Inky and Pocket, the WoundDogs at Encompass HealthCare, are members of the beloved staff at the outpatient wound care center. Here, they take time out from napping to tell us about their work and their life at Encompass.

INKY & POCKET: No? You sure? Seriously? Positive? Absolutely sure? Second chance? Once more? Not right now, but later? Maybe?

POCKET: No worries. We’ll keep an eye out in case you drop something.

INKY: It’s what we do. After all, we’re dogs, first.

POCKET: WoundDogs, that’s our family business. We’ve been doing wound care for ‘bout four years now.

INKY:  ‘Bout 28 years.

POCKET: ‘Bout 28 years in dog years.

(Inky is startled by a sound coming from the kitchen)

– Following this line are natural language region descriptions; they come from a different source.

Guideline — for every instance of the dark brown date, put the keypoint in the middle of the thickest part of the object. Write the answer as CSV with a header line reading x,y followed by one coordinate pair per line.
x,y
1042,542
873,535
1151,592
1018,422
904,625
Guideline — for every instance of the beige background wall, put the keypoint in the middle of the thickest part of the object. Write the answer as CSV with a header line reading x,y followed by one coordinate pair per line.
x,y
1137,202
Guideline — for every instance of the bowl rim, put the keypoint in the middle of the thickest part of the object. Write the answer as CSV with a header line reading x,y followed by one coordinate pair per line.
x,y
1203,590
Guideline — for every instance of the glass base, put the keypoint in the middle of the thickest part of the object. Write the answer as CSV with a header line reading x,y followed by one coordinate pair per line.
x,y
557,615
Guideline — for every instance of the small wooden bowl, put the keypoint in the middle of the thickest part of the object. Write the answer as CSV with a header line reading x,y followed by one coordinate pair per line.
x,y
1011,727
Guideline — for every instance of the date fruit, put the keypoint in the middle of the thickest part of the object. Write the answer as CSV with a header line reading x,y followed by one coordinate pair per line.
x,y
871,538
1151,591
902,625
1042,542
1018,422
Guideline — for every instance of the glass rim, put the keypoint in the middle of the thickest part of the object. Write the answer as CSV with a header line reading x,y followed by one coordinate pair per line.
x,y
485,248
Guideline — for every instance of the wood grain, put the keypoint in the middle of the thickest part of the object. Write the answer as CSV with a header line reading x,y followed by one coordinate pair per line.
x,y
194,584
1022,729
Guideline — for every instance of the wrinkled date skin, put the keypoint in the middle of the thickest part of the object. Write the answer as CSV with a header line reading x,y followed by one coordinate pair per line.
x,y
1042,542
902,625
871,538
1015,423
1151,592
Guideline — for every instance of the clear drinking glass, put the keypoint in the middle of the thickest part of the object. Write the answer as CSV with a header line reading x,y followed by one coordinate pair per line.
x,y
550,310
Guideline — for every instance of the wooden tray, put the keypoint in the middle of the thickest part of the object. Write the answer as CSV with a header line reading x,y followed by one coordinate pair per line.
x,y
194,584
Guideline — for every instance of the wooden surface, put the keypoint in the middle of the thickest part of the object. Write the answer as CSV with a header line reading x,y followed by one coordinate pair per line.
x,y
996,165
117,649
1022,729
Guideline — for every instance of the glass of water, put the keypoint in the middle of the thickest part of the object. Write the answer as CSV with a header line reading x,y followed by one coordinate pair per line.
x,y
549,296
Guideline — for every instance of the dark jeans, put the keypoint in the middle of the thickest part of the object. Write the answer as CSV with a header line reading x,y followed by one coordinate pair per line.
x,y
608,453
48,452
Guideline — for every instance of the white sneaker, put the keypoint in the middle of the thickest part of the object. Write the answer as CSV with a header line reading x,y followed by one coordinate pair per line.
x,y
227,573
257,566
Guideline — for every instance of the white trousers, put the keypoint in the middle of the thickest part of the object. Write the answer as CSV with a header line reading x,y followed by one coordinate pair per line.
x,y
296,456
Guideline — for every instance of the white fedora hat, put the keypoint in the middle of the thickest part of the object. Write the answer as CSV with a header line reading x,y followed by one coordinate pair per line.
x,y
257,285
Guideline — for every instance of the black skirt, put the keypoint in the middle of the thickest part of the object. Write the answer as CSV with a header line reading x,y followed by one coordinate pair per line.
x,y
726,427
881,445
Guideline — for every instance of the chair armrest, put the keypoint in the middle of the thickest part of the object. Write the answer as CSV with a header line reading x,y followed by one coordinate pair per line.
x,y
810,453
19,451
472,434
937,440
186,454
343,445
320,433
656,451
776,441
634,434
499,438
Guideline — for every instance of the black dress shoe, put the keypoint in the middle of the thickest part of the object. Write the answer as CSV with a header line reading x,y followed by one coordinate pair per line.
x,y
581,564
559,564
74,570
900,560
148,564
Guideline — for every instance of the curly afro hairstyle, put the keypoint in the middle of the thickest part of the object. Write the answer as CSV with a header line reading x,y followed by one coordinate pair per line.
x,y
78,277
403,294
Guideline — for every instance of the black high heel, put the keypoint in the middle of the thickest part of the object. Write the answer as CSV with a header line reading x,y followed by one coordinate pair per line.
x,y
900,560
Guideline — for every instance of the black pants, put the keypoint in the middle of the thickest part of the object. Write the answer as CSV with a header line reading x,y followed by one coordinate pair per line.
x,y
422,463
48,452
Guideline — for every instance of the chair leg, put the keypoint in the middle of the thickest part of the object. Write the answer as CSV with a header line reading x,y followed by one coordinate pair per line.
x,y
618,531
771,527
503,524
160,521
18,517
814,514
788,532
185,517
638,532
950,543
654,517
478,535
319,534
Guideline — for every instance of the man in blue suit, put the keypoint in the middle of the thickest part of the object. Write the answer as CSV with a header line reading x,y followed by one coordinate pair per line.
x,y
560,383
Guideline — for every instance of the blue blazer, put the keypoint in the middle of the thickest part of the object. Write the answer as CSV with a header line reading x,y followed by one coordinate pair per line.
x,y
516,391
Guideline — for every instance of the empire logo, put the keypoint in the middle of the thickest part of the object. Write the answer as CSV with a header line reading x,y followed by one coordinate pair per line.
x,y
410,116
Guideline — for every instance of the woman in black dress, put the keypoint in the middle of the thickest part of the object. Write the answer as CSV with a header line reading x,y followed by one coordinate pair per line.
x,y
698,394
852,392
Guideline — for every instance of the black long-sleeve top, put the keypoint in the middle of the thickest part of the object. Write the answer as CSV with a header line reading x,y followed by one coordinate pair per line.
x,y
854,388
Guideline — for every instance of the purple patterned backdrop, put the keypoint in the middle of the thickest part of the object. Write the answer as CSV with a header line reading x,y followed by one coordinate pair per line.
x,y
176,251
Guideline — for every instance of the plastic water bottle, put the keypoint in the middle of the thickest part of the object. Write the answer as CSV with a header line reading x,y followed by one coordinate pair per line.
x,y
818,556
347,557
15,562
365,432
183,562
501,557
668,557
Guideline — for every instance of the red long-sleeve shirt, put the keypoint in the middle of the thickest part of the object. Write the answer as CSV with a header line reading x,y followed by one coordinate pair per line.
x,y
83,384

INKY:  Hey, I just heard the fridge door open. Be right back!

Inky taking a break.

Inky taking a break.

POCKET: Anyway, we’re quite critical to the operation here at Encompass HealthCare. See, Inky and I give the place atmosphere. We put the patients in a good space to heal, h-e-a-l, not the “heel” like “sit down.” It’s aesthetics. We add that “je ne sais quoi” that you won’t find in any other wound care facility.

INKY: False alarm. Doc was just putting his lunch in there.

POCKET: I was just going over what we do here.

INKY: You tell ‘em the French thing?

POCKET: Yes. We provide the “je ne sais quoi.”

A Blue Picardy Spaniel

A Blue Picardy Spaniel

INKY: That certain something. I’m a darn-near-perfect Blue Picardy Spaniel.

POCKET: And I’m a slightly non-traditional Cavalier King Charles Spaniel…

INKY:  …On account of he’s just black and white without the telltale classic brown accents.

POCKET & INKY: But we don’t judge.

INKY:  We’re not here to judge.

POCKET:  Basically, we’re here to look good…

INKY:  Not get in the way…

POCKET:  …and be cute…

INKY:  …Because if a patient seems a little down…

POCKET:  …Or they’re about to drop some food…

INKY:  …Then, we go into F.C.M.: Full-Cute Mode. I sit real pretty with a “you’re the most important person living” expression on my face.

Pocket always seems to be on break.

Pocket always seems to be on break.

POCKET:  And I generally roll onto my back, wag my tail and show you my goods.

INKY: And that’s it.

POCKET: And I can make myself look exactly like the Lady dog in The Lady and the Tramp.

INKY: Except that she’s brown and tan and you’re all black and white.

POCKET: Jeesh! Why can’t you ever let that go?

INKY: What?

POCKET: You never miss a chance to point out my non-traditional coloring. Am I cute?

This is what Pocket thinks he looks like.

This is what Pocket thinks he looks like.

INKY: You’re adorable.

POCKET: Then let’s leave it at that.

(The interview is interrupted by a sound in the kitchen)

INKY & POCKET: FRIDGE!!

(Both dogs high tail it to the kitchen. (Pun intended.)

POCKET:  We were so close.

INKY:  So close to that sliced turkey.

POCKET: But it wasn’t to be. But what is meant to be is that we are WoundDogs. Make no mistake about it. Our job is all about you. Our patients love us and we love them back.

INKY: Along with whatever they might happen to be eating.

POCKET: That’s a ditto.

INKY: So if you come to Encompass HealthCare and Wound Medicine, make sure you say, “hello.”

POCKET: Yeah, because we want to make you feel at home.